See-and-Avoid - The FAA requirement that all pilots are ultimately responsible for separation from other aircraft when visual conditions permit spotting traffic.
Service ceiling – The height above standard sea level beyond which an airplane can no longer climb more than 100 ft./min.
Solo - After typically 12-20 hours of initial flight training, qualified student pilots are permitted to undertake some flights to build experience and confidence without a flight instructor on board. A first solo requires a written endorsement by the student’s flight instructor (and a third-class medical certificate) if training for the private pilot certificate. The first solo is a major event for any pilot and traditionally includes three takeoffs and landings at the student’s home airport.
Stall - An aerodynamic condition that has nothing to do with engine operation. It occurs when lift-producing airflow over the wings is disrupted or lost because the angle of the wings to the airflow (angle of attack) is too high. Student pilots are trained in stall prevention, recognition and recovery.
Student Pilot - A pilot who is training for a sport pilot or private pilot certificate, either before or after the first solo. A sport pilot student pilot must obtain a student pilot certificate through the FAA or a designated source, such as the National Association of Flight Instructors headquarters, while a private pilot student must obtain a third-class medial certificate through a medical examination by an FAA-designated aviation medical examiner before being allowed to fly solo in a powered aircraft. The student pilot certificate, once signed by the flight instructor, becomes the official student pilot certificate and must be carried with the student on every solo flight made.

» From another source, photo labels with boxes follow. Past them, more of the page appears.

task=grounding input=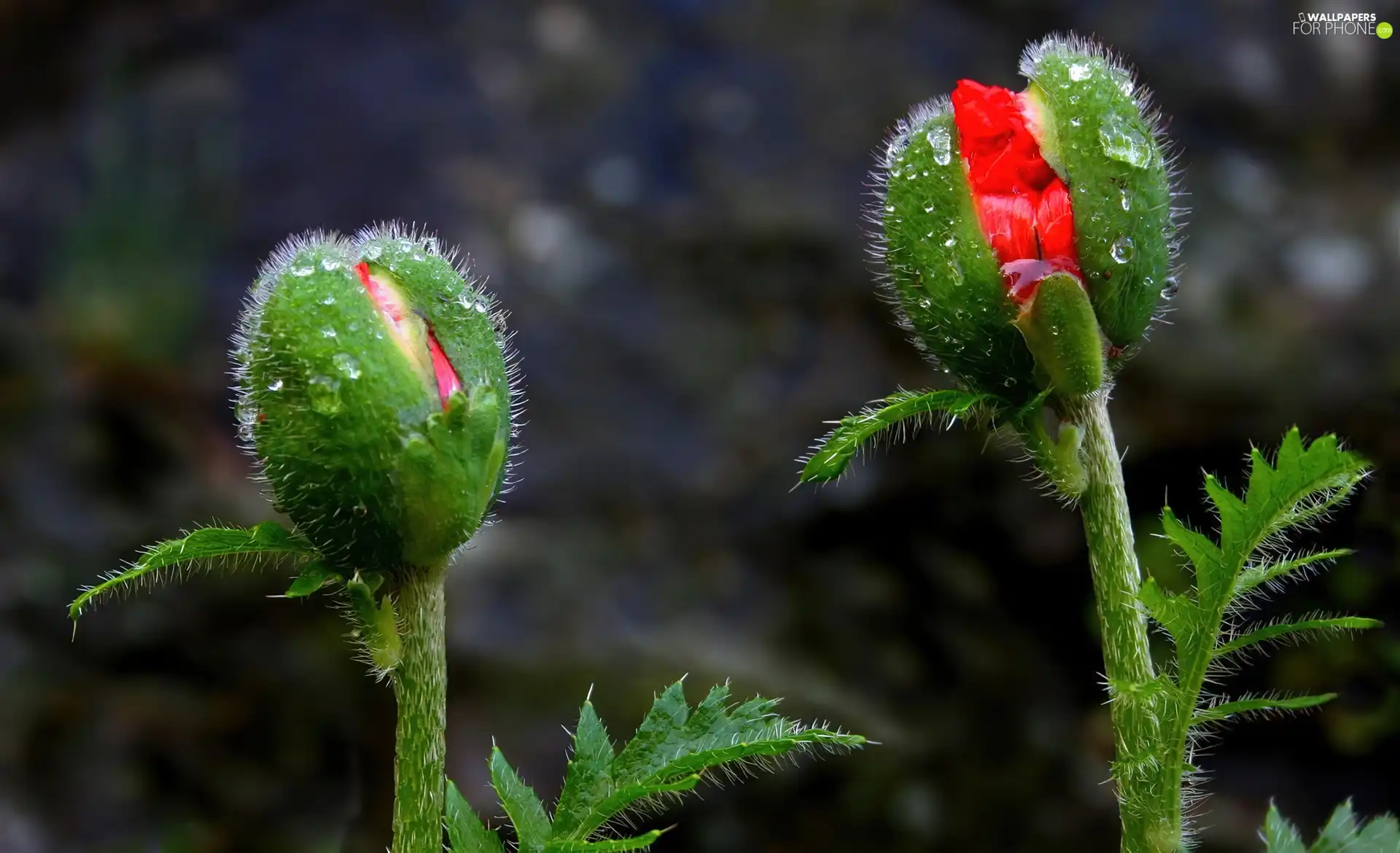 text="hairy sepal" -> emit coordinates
[799,388,1000,483]
[1021,36,1176,354]
[872,98,1039,405]
[448,682,866,853]
[234,224,513,574]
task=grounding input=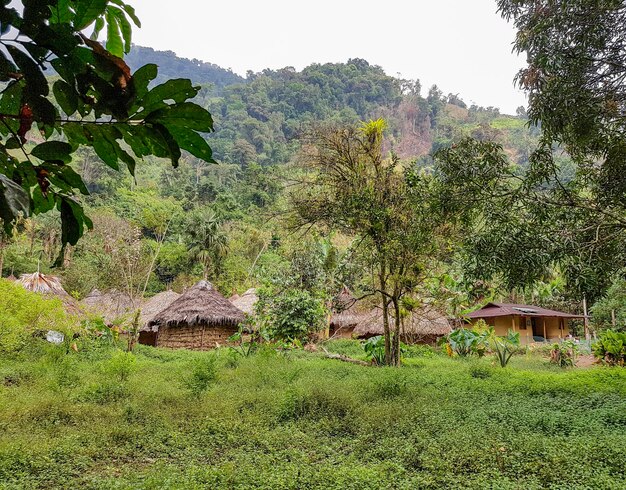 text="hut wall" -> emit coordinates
[139,332,157,347]
[329,325,354,340]
[157,325,237,350]
[471,315,569,344]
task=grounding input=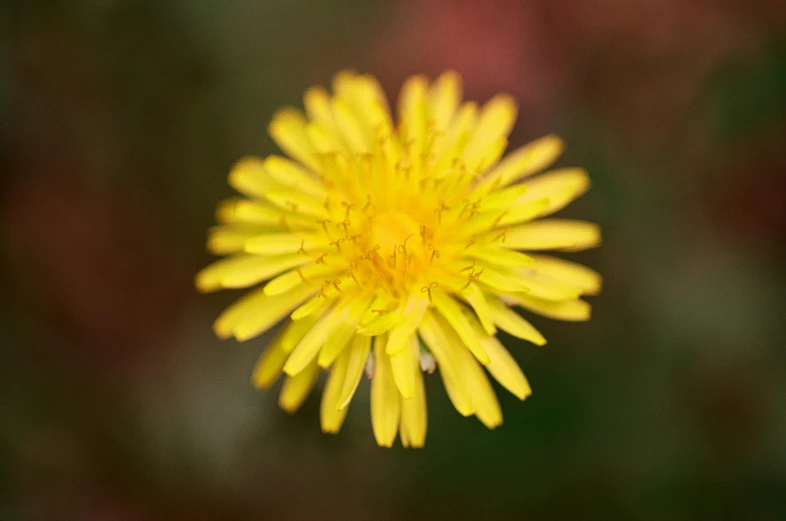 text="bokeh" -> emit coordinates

Tachometer – an instrument that measures the rotating speed of an engine in revolutions per minute (RPM) or in percent of the maximum RPM.
Taxi – To move an airplane on the ground under its own power.
Torque - A twisting, gyroscopic force acting in opposition to an axis of rotation, such as with a turning propeller.
Touch-And-Go - Landing practice wherein an aircraft does not make a full stop after a landing, but proceeds immediately to another take-off. This is a frequent practice when learning takeoffs and landings, provided the runway length is long enough to do so safely.
Uncontrolled spin – A spin in an airplane in which the controls are of little or no use in effecting a recovery.
Undercarriage – A term used to describe an airplane’s entire landing gear.
Useful load – Weight of the occupants, baggage, usable fuel, and drainable oil. The difference between maximum and empty weight.
VFR (Visual Flight Rules) - A defined set of FAA regulations and “rules of the road” covering operation of aircraft primarily by visual reference to the horizon (for aircraft control) and see-and-avoid procedures (for traffic separation). VFR is used by more than 70 percent of all flights; it is not, by definition, uncontrolled or out of control.